Bergin J’s decision represents an extension of the traditional approach to the meaning of "Claim" with respect to directors’ indemnities which has historically been interpreted to be limited to circumstances where the director is sued or threatened to be sued by a third party. The decision turns in large part on the wide definition of "Claim" in the relevant deed, although it is significant to note that that definition is commonly used in directors’ deeds of indemnity, insurance and access in Australia. It follows that companies which provide their directors with broad indemnities, such as the one which the NRMA provided, are likely to find themselves liable for the costs of a director bringing defamation proceedings to protect his/her reputation.
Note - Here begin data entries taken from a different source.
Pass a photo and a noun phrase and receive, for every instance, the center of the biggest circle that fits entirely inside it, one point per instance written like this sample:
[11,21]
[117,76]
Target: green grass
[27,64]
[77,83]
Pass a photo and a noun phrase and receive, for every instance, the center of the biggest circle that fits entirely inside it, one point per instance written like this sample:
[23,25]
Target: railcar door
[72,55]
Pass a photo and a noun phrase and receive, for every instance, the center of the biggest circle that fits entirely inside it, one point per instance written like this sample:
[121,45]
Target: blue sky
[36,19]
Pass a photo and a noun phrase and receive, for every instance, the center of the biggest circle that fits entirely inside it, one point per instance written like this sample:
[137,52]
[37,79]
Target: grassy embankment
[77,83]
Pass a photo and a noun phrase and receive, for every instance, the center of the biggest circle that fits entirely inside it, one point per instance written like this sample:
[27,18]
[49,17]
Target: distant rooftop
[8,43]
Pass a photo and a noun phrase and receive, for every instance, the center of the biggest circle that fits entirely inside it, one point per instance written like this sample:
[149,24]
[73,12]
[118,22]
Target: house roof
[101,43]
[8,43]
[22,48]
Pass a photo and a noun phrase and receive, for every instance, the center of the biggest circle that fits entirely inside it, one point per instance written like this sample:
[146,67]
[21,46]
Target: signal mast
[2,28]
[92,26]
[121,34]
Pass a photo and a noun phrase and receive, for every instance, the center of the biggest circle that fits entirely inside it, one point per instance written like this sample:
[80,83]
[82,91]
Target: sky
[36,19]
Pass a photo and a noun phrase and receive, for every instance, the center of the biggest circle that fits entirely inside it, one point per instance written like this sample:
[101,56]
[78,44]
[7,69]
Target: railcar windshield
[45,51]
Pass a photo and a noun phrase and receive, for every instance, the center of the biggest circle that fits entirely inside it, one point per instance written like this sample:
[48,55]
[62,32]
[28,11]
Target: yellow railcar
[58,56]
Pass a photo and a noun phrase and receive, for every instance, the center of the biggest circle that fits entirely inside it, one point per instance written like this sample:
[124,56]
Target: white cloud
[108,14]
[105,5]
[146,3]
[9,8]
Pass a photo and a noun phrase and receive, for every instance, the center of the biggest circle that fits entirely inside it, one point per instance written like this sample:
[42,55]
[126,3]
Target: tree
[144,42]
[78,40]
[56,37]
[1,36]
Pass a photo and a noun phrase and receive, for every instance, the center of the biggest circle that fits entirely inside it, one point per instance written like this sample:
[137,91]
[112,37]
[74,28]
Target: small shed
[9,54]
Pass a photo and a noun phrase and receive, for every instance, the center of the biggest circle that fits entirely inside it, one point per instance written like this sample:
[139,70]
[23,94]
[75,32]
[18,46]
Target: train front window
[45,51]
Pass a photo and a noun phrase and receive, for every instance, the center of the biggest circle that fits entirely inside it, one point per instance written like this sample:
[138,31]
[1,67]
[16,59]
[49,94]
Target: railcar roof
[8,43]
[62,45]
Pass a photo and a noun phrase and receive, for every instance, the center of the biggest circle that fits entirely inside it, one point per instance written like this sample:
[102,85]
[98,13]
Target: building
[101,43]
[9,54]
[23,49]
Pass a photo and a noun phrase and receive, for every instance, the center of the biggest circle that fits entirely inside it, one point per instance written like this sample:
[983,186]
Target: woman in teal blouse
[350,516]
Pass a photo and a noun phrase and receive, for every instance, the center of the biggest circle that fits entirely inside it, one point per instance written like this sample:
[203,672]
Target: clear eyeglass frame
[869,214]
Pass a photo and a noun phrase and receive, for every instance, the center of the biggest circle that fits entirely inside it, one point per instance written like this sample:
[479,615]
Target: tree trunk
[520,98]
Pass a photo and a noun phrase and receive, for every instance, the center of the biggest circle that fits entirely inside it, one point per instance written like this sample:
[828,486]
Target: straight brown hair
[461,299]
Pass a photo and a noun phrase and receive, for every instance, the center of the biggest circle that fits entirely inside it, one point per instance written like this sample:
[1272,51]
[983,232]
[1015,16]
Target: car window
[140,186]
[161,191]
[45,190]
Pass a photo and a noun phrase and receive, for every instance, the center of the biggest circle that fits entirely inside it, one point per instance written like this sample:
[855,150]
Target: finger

Although the decision represents a slight shift in the nature of the exposure facing a company we do not expect that it is likely to translate into an increase in claims under D&O policies. The decision is unlikely to affect the cover available under Insuring Clauses 1 and 2 of traditional D&O policies because the director/officer (under Insuring clause 1) and the company (under Insuring clause 2) will likely not be able to claim indemnity under the policy unless the triggers in the Insuring clauses are met. The scope of the company indemnity cannot expand the nature of cover available under the policy. Therefore, the definition of "claim" in the policy (rather than the deed) will be more relevant. The definitions in a D&O policy are much narrower and are unlikely to encompass the costs of bringing proceedings to defend a director’s reputation. We do however recommend that you review your D&O wordings to determine whether the approach applied by Bergin J could be relied upon by a director or company to make a claim for payment of their legal costs when they consider that they have been defamed.

The content of this article is intended to provide a general guide to the subject matter. Specialist advice should be sought about your specific circumstances.